With the 2021/2022 ISA deadline less than a week away, I’ve been thinking about dividend shares to buy for my Stocks and Shares ISA. When dividend stocks are placed in an ISA, all income is tax-free.
Here, I’m going to highlight three dividend payers that strike me as great ISA investments right now. I think these stocks could help me generate some nice tax-free passive income, as well as some capital growth, in the years ahead.
Please note that tax treatment depends on the individual circumstances of each client and may be subject to change in future. The content in this article is provided for information purposes only. It is not intended to be, neither does it constitute, any form of tax advice. Readers are responsible for carrying out their own due diligence and for obtaining professional advice before making any investment decisions.
A FTSE 100 high-yielder
First up is Legal & General (LSE: LGEN), a leading provider of financial services. Recently, it declared a dividend payout of 18.45p per share for 2021, which equates to a very attractive yield of 6.6%, at the current share price.
I don’t usually invest in ‘high-yielders’ as they tend to be higher-risk investments. However, in LGEN’s case, I’m willing to make an exception. That’s because the company appears to have plenty of momentum right now.
Last year, for example, profit after tax jumped 28% to £2,050m while return on equity came in at 20.5%. On the back of this strong performance, the company raised its full-year dividend payout by 5%.
One risk to be aware of here is that the stock can be volatile at times. We saw this volatility earlier in the year. Yet I’m comfortable with share price ups and downs. I think the key with LGEN is to take a long-term view and enjoy the big dividends along the way.

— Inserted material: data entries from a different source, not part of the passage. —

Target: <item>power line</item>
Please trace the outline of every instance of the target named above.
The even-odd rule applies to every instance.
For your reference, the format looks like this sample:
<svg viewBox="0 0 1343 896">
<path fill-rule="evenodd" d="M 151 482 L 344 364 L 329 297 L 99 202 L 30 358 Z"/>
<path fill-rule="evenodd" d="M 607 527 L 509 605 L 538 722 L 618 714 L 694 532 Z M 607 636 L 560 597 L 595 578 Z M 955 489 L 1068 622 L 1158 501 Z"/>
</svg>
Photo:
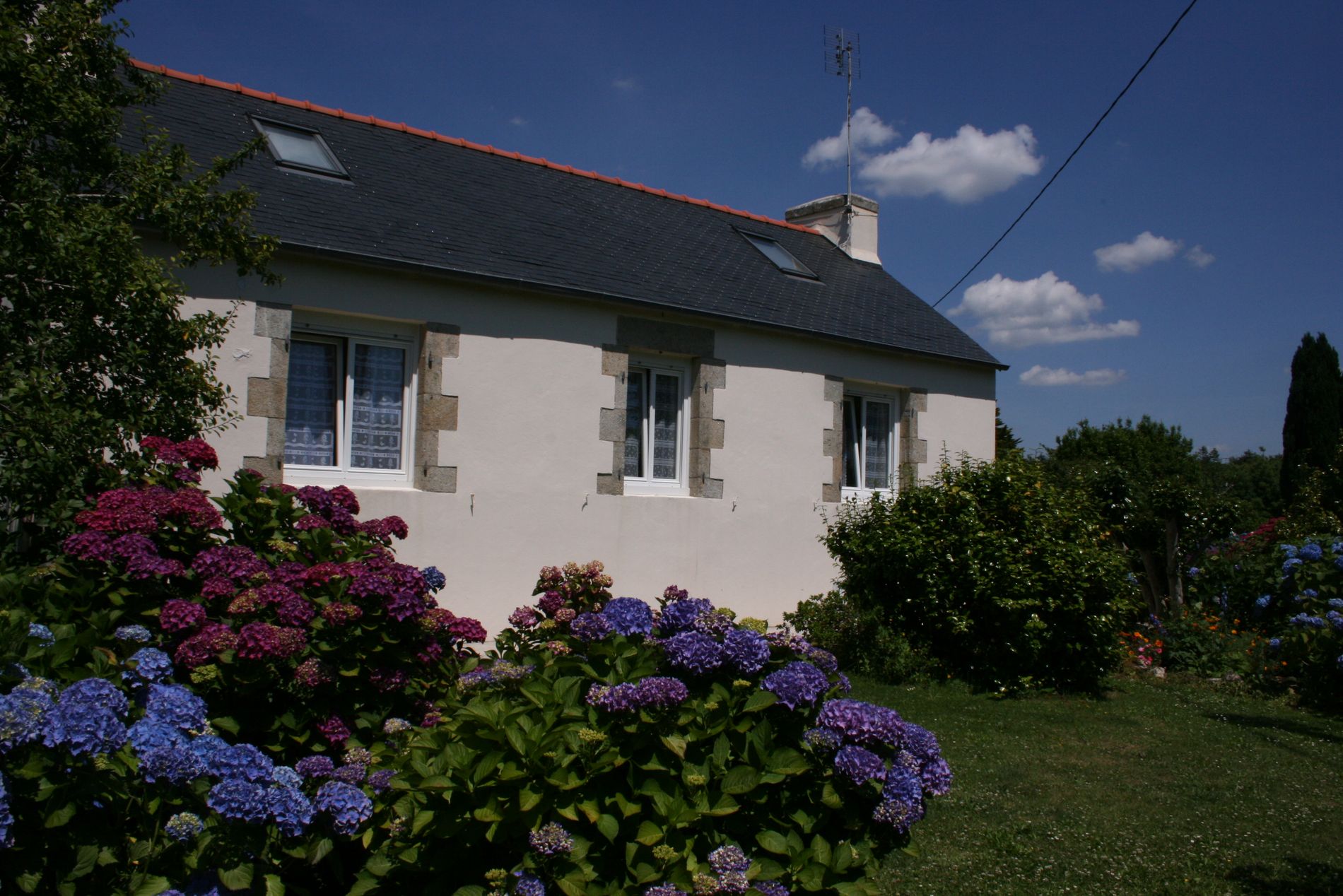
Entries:
<svg viewBox="0 0 1343 896">
<path fill-rule="evenodd" d="M 1081 150 L 1081 148 L 1086 145 L 1086 141 L 1091 140 L 1091 136 L 1093 133 L 1096 133 L 1096 129 L 1100 128 L 1100 122 L 1105 121 L 1105 118 L 1109 116 L 1109 113 L 1115 110 L 1115 106 L 1119 105 L 1119 101 L 1124 98 L 1124 94 L 1128 93 L 1128 89 L 1133 86 L 1135 81 L 1138 81 L 1138 75 L 1143 74 L 1143 70 L 1147 69 L 1147 66 L 1151 63 L 1151 60 L 1156 58 L 1156 54 L 1160 51 L 1162 47 L 1166 46 L 1166 42 L 1170 40 L 1171 35 L 1175 34 L 1175 28 L 1178 28 L 1179 23 L 1185 20 L 1185 16 L 1189 15 L 1190 9 L 1194 8 L 1195 3 L 1198 3 L 1198 0 L 1190 0 L 1190 4 L 1187 7 L 1185 7 L 1185 12 L 1179 13 L 1179 17 L 1175 19 L 1175 24 L 1172 24 L 1171 28 L 1170 28 L 1170 31 L 1166 32 L 1166 36 L 1162 38 L 1160 43 L 1158 43 L 1156 47 L 1147 55 L 1147 60 L 1143 62 L 1143 64 L 1140 64 L 1138 67 L 1138 71 L 1135 71 L 1133 77 L 1128 79 L 1128 83 L 1124 85 L 1124 89 L 1119 91 L 1119 95 L 1115 97 L 1115 99 L 1109 103 L 1109 107 L 1105 109 L 1105 111 L 1101 114 L 1101 117 L 1096 120 L 1096 124 L 1092 125 L 1092 129 L 1086 132 L 1086 136 L 1082 137 L 1082 141 L 1080 144 L 1077 144 L 1077 149 L 1073 149 L 1068 154 L 1068 159 L 1064 160 L 1064 164 L 1060 165 L 1058 171 L 1054 172 L 1054 176 L 1050 177 L 1049 181 L 1044 187 L 1039 188 L 1039 192 L 1035 193 L 1035 197 L 1030 200 L 1030 204 L 1026 206 L 1026 208 L 1023 208 L 1022 212 L 1019 215 L 1017 215 L 1017 219 L 1011 224 L 1007 226 L 1007 230 L 1003 231 L 1003 235 L 994 240 L 994 244 L 988 247 L 988 251 L 986 251 L 983 255 L 980 255 L 979 261 L 975 262 L 974 265 L 971 265 L 970 270 L 967 270 L 964 274 L 962 274 L 960 279 L 958 279 L 955 283 L 952 283 L 951 289 L 948 289 L 945 293 L 943 293 L 941 298 L 939 298 L 936 302 L 932 304 L 933 308 L 937 308 L 939 305 L 941 305 L 941 300 L 943 298 L 947 298 L 954 292 L 956 292 L 956 287 L 960 286 L 962 283 L 964 283 L 966 278 L 970 277 L 971 274 L 974 274 L 975 269 L 979 267 L 980 265 L 983 265 L 984 259 L 988 258 L 995 249 L 998 249 L 998 243 L 1001 243 L 1005 239 L 1007 239 L 1007 234 L 1010 234 L 1013 231 L 1013 228 L 1017 224 L 1021 223 L 1021 219 L 1026 216 L 1026 212 L 1029 212 L 1031 208 L 1034 208 L 1035 203 L 1039 201 L 1039 197 L 1045 195 L 1046 189 L 1049 189 L 1049 185 L 1053 184 L 1056 180 L 1058 180 L 1058 175 L 1064 173 L 1064 168 L 1068 168 L 1068 163 L 1070 163 L 1073 160 L 1073 156 L 1076 156 Z"/>
</svg>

A high-quality dividend stock
The next stock I want to highlight is Sage (LSE: SGE). It’s a leading provider of accounting software. The prospective dividend yield here is about 2.6% right now.

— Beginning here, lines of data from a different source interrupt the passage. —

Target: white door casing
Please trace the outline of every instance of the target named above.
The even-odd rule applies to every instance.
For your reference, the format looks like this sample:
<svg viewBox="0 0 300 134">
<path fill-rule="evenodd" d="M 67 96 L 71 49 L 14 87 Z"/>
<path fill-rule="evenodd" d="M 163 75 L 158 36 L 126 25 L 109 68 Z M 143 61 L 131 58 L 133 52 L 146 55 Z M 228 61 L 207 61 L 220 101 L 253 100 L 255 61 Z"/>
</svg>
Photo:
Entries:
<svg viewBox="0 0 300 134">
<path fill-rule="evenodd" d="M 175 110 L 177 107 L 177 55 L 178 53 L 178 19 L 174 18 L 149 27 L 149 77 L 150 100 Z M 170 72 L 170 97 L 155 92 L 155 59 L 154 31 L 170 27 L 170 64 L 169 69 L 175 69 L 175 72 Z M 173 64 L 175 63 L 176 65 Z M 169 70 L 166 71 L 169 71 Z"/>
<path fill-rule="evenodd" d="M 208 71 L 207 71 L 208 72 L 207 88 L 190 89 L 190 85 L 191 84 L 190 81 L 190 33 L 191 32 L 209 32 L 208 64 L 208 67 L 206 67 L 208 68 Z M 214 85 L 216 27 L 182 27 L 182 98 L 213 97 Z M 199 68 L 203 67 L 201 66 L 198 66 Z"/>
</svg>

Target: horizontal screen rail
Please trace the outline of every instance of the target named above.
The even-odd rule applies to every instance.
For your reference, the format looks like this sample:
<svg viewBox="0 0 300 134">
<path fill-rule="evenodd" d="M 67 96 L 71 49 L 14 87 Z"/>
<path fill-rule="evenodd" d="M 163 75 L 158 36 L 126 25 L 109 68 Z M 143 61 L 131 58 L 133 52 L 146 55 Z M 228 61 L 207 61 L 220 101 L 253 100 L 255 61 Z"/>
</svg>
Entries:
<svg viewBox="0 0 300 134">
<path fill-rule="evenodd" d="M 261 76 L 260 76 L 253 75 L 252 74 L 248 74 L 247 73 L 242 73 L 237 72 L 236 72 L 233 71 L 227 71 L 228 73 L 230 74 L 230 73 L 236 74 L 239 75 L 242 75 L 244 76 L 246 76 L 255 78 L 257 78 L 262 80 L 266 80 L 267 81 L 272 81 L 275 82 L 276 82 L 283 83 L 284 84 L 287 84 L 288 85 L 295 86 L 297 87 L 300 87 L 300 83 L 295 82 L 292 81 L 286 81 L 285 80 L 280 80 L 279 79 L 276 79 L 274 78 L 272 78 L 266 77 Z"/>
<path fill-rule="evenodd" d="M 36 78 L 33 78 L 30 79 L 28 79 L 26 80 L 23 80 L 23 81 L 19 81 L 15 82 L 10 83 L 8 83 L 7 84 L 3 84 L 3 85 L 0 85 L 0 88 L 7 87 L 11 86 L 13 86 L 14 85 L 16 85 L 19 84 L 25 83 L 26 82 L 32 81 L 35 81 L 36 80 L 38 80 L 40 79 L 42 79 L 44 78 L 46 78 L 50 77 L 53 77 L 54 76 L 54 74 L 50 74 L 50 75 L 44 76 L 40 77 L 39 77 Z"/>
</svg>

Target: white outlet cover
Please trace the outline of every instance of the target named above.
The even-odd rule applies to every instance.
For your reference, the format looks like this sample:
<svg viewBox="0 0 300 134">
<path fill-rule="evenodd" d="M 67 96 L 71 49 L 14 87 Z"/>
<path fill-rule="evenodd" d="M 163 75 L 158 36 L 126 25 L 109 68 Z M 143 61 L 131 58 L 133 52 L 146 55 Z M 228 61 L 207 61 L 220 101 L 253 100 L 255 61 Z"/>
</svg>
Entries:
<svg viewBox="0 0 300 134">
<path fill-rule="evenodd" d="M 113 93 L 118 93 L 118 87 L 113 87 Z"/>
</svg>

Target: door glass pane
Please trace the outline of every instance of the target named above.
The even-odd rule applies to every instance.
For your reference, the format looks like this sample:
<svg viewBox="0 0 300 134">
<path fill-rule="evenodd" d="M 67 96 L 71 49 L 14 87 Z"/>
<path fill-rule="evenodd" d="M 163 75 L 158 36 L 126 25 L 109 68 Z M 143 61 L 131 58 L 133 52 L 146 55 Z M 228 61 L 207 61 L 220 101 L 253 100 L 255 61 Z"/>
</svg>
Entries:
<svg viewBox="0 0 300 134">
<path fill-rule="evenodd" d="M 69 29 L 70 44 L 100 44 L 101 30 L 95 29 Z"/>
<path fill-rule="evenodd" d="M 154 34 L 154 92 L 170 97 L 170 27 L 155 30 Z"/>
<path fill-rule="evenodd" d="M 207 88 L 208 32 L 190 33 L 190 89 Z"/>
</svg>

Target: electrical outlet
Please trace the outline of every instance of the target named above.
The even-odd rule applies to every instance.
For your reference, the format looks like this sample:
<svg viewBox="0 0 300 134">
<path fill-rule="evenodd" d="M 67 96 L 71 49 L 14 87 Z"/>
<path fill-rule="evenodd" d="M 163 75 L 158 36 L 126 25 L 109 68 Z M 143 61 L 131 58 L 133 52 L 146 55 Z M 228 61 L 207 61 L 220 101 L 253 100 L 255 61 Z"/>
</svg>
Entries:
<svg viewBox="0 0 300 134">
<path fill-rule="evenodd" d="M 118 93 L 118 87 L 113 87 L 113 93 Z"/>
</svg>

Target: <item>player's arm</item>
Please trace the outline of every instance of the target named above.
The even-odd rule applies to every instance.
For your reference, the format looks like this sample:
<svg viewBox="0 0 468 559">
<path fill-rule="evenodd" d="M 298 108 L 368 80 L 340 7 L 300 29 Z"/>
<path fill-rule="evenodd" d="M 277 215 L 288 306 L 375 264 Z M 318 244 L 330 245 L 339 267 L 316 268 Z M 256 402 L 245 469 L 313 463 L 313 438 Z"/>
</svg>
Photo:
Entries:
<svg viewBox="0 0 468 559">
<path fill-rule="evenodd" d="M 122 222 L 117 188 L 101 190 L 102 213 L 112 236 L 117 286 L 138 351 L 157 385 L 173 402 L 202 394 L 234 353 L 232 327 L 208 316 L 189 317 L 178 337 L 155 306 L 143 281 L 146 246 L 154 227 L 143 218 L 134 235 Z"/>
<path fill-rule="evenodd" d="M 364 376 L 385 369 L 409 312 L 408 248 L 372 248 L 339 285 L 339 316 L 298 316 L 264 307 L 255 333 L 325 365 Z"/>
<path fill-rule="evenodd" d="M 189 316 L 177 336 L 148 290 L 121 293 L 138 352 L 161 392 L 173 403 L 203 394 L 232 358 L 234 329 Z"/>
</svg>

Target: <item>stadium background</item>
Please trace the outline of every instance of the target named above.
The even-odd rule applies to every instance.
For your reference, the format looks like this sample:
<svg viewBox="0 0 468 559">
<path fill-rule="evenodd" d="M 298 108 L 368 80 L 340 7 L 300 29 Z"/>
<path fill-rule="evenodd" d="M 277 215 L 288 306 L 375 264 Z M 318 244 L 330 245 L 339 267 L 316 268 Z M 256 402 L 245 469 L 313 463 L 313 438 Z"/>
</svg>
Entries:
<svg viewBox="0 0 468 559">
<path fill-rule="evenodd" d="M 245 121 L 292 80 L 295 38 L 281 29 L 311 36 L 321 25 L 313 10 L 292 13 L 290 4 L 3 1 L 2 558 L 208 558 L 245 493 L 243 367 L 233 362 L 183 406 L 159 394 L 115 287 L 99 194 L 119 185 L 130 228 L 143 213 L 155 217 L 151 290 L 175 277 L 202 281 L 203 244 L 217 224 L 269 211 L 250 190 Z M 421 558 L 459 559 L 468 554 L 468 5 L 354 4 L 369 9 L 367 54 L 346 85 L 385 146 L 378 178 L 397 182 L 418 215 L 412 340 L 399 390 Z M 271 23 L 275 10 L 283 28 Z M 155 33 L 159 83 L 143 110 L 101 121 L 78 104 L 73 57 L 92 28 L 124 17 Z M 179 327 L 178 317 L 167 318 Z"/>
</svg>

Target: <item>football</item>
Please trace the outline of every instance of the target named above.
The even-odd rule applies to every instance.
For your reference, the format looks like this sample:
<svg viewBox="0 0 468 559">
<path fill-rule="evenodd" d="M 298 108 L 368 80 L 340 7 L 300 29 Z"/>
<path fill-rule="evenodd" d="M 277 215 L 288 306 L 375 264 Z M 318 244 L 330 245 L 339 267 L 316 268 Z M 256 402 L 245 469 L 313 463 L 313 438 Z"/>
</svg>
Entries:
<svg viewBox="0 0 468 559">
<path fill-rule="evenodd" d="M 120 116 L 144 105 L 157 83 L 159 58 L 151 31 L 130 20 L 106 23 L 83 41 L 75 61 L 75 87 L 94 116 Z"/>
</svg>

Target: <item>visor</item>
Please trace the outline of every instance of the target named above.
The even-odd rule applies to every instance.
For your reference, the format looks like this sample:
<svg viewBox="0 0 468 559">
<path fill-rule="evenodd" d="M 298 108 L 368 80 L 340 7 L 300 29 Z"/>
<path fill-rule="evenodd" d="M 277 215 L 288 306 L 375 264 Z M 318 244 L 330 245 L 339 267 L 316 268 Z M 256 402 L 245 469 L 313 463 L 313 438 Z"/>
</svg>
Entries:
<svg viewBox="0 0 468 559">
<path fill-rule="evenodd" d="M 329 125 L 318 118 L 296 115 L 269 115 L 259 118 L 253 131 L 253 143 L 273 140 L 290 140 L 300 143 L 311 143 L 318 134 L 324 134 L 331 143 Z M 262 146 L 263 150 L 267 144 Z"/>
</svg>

There are a number of reasons I like the look of Sage shares at present. One is that the company should be protected from inflation. Not only does it have a very high gross profit margin (companies with high gross margins are typically able to handle inflation well because rising costs don’t hurt their profits as much) but it also has the ability to raise prices.

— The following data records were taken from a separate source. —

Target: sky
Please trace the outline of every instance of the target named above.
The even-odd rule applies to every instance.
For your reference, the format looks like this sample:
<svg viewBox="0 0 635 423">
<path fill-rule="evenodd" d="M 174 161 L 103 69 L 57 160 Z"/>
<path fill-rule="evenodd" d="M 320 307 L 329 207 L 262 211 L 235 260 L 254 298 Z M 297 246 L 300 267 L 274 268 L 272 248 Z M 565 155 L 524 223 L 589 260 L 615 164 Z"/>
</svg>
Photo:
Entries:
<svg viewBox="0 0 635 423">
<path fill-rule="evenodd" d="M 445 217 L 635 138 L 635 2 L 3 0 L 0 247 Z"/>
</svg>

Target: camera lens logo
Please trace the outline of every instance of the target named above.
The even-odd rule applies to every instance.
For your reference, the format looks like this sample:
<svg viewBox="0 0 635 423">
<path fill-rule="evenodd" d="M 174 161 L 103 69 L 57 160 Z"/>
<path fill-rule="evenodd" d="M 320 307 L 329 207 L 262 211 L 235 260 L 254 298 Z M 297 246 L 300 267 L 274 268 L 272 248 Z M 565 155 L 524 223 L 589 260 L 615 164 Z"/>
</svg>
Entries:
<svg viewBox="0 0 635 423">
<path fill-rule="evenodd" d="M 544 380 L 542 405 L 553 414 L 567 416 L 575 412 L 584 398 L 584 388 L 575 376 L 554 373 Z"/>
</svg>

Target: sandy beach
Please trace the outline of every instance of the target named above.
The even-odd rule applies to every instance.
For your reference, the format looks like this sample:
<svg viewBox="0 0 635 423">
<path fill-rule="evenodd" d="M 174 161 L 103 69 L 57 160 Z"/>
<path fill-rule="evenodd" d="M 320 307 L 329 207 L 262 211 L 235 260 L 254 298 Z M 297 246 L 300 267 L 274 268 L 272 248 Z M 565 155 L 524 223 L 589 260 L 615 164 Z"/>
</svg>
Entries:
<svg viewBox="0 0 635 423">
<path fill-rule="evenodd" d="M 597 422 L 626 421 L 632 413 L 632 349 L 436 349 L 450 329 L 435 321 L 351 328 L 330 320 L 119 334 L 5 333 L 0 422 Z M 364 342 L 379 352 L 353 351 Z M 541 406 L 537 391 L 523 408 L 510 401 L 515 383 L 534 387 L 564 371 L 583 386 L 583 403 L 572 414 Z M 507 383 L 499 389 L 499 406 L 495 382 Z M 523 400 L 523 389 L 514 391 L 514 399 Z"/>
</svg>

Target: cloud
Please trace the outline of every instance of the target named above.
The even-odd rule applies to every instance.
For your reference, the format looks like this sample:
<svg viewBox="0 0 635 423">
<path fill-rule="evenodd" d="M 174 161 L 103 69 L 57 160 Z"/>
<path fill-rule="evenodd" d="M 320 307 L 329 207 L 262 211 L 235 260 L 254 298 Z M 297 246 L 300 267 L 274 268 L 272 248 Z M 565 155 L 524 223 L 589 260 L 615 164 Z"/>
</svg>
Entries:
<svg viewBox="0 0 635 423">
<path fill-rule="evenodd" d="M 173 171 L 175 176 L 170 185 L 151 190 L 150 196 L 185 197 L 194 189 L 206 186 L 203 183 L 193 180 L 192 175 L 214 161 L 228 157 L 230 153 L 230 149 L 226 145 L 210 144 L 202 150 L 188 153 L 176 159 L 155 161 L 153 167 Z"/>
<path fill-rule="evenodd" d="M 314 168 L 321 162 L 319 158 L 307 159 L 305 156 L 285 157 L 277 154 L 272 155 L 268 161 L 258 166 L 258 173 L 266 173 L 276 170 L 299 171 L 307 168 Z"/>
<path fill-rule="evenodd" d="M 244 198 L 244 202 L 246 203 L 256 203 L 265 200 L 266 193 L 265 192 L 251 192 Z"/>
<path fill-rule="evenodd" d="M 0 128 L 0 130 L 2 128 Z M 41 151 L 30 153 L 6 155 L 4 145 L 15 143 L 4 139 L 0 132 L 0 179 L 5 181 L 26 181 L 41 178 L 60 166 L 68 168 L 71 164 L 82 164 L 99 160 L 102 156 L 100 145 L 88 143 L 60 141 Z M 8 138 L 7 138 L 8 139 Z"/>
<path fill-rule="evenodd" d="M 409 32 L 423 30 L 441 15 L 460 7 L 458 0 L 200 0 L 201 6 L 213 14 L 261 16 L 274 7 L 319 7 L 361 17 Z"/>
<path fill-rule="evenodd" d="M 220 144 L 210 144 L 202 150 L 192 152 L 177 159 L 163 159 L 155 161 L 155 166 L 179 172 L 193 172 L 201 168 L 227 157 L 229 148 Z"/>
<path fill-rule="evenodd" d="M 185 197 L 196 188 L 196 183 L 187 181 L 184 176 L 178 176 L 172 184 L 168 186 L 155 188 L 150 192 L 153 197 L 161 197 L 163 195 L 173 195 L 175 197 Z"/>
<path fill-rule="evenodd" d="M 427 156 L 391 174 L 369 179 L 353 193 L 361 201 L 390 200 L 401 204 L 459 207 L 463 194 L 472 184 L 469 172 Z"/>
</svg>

Another reason is that the company has been buying back its own shares recently. This should push earnings up, over time.
Sage shares currently have a forward-looking P/E ratio of about 27. This valuation adds a bit of risk. I’m fine with it however. I see it as quite reasonable for a high-quality software company.
A small-cap dividend payer
Finally, in the small-cap space, I like Urban Logistics REIT (LSE: SHED). It’s a real estate investment trust that owns a portfolio of strategically-positioned warehouses across the UK.
SHED has been a reliable dividend payer in recent years and for the year ending 31 March, the group is expected to pay out 7.6p per share in dividends. At today’s share price, that equates to an attractive yield of around 3.9%.
It’s not just the yield that’s attractive here however. In my view, the stock’s valuation is also very appealing. At present, the forward-looking P/E ratio is just 21. Given that the UK warehouse market is absolutely booming right now, I think that’s a bargain.
The major risk here is that the company, like other REITs, sometimes raises new capital from investors to fund its expansion. This is important to know as it can have a negative impact on the share price in the short term.
As a long-term investor however, I’m not too concerned about this.